So sang Kristofferson and Joplin after Bobby McGee left them heartbroken and bereft.
That may be true in the sense that relationships and possessions carry obligations which are fetters on your freedom.
Throughout Africa, freedom from colonial rule has led to continued corruption and tyranny, the destruction of agriculture and plunder of natural resources without regard for posterity and a disregard for welfare of the people, which will soon leave nothing left to lose.
In the supposedly more civilised ‘western world’, increased freedoms have led to the inability of governments to curtail or restrict the increasingly conflicted demands on the fiscus and the disempowerment of Police, Border Control and Armed Forces. Soon they too may have nothing left to lose, because everything is free.
But I digress.
I have recently done a course on What Works in Development Aid strategies
The course started off by saying that not many aid strategies worked because of the rip-offs by the empowered elites in recipient countries.
Somalis, Sudanese and Ethiopians are still starving after how many years and dollars of aid . In addition, because the development aid in health has been so successful, there are many more people doomed to hunger!
We are talking big money: $135 billion in 2014 spent by OECD countries alone!
The United Nations sustainable development goal number 1 is: to leave no-one behind by 2030. Cute, hey?
Perhaps consideration should be given to the existence of the development aid industry as a whole: from UN agencies, to government ministries, to universities to aid workers and supply chain operators – is it worth the significant expenditure of taxpayers dollars?
Should foreigners be intervening in sovereign states to prolong life expectancy in a world where natural resources are being depleted and destroyed by too many people?
Or is the development aid industry too entrenched to re-consider its roots. The disguise or suspicion of imperialism and market growth will remain.

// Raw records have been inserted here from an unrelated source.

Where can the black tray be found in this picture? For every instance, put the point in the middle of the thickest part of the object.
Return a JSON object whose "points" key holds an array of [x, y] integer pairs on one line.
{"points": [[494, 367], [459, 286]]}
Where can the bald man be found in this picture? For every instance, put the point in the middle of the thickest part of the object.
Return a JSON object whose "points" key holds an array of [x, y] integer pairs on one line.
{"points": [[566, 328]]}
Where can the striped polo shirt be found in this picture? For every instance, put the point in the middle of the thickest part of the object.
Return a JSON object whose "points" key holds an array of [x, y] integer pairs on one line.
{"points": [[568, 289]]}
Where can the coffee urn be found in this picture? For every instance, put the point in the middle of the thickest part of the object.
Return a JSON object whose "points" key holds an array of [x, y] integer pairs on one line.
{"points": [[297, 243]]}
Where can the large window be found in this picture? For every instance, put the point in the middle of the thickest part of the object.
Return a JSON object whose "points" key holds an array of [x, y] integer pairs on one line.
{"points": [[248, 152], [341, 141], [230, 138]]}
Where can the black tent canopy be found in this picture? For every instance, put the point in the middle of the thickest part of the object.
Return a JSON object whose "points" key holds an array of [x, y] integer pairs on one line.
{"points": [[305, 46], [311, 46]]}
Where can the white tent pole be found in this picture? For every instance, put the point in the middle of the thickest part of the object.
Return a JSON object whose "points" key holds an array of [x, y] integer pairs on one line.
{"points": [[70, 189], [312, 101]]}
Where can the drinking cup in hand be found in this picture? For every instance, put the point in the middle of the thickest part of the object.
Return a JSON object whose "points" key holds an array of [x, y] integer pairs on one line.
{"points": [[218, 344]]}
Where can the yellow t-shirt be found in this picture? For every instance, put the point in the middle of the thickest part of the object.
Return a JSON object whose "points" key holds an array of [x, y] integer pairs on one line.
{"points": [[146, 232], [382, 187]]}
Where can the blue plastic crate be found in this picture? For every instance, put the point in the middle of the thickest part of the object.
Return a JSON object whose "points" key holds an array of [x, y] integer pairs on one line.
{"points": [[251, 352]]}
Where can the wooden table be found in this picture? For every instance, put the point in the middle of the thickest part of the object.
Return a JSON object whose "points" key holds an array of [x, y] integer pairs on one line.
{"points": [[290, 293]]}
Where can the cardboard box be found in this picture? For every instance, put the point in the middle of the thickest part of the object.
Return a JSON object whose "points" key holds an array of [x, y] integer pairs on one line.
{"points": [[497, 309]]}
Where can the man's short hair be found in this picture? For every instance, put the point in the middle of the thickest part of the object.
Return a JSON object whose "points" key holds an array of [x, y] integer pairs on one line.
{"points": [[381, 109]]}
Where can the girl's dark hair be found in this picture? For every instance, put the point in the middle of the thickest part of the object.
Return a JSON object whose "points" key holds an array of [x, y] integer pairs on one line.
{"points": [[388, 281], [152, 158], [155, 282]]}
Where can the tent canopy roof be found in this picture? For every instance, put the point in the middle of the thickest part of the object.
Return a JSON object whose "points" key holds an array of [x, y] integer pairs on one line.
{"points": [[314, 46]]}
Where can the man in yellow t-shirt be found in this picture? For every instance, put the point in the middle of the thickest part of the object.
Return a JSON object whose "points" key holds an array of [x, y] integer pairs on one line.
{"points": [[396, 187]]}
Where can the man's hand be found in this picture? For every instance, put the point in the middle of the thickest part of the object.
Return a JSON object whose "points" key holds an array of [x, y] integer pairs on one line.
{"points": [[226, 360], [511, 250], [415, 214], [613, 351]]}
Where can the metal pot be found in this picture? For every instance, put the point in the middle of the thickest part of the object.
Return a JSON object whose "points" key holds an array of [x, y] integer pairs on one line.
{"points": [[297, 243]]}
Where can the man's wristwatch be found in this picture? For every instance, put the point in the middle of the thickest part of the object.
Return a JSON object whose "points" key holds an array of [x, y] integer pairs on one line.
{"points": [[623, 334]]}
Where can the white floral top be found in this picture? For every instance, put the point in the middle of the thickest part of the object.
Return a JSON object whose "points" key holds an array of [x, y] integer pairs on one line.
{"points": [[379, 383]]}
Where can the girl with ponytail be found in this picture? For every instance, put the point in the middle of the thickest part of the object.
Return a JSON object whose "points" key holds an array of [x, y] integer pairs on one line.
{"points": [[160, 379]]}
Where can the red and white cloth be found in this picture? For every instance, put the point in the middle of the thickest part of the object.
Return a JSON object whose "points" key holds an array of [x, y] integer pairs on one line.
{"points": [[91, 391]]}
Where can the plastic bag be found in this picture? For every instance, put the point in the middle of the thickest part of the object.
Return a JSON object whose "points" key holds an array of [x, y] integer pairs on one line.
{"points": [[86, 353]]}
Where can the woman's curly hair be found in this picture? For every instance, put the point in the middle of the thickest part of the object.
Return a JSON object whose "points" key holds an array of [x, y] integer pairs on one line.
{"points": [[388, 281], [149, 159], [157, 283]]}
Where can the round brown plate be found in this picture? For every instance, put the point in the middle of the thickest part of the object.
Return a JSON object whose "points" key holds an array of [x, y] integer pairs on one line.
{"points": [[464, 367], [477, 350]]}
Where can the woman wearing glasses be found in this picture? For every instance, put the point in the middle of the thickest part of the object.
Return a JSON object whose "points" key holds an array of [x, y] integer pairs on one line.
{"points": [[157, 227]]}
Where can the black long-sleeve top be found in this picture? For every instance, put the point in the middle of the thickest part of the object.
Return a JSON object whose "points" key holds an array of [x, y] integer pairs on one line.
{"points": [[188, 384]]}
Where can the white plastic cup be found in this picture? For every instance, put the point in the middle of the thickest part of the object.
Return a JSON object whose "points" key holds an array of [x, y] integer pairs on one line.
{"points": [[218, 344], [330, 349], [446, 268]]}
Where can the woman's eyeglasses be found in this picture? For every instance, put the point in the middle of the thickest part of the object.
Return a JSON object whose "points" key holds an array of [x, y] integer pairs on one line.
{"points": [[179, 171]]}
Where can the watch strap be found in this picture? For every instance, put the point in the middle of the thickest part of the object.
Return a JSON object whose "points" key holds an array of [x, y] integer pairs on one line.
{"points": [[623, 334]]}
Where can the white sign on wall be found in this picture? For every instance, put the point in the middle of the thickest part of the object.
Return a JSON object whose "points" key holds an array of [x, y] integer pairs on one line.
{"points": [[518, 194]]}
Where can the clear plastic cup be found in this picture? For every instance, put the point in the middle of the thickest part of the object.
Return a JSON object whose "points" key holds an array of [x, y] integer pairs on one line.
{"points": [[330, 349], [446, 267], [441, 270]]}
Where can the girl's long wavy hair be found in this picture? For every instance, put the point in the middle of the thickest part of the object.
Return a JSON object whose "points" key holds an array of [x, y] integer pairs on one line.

Should we continue to shore up tyranny by removing the desperation of their populace, who eventually must be the authors of their own liberation? The alternative is the one that communism and agencies like the CIA instigated: arming people to enable them to confront abuses. Is the morality not the same?
The survival of our world is threatened by the wholesale destruction of our environment by unrestrained economies with burgeoning populations. The survival imperative is to safeguard resources. Economic and political interventions are apparently tenuous and entail the appeasement of tyrants for success, which is morally unpalatable.
Military intervention to impose and sustain appropriate institutions and practices is an alternative, but failed in Vietnam, Afghanistan, Iraq, Somaliland, Syria and is much more expensive and politically sensitive!
However, my putative rant hit a brick wall.
A little more research and thinking about the topic suggests that it is in fact very necessary expenditure:
- On average, the richer states spend only about 0.7% of their gross national incomes on aid (relatively insignificant)
- it curbs global spread of diseases
- it buys friends, allies and access to resources
- it provides markets…
- the aid industry employs many people at home and abroad; e.g.: in the US all aid supplies must be made in the US.
In 1990, 1.9billion (36%) of the the world population of 5.3 billion, lived in extreme poverty. In 2010, only 1.2 billion (18%) of the increased population of 6.8 billion, lived in extreme poverty. Aid is believed to have significantly contributed to this reduction in poverty and increased life expectancy and the eradication of a number of diseases.
It also definitely contributed to the 28% increase in population.
There are other secondary (or maybe primary objectives), like the renewed
scramble for Africa, illustrated by the numerous and significant projects
funded and manned by China.
It is ironic that China was one of the main supporters of the spread of communism in Africa, until its loss of credibility.
However, over 150 countries (of the 196 in the world) have committed
themselves to the United Nations Development Programme’s 17 Sustainable Development Goals.
This is where our hopes lie, as signatories can be held accountable to their commitments.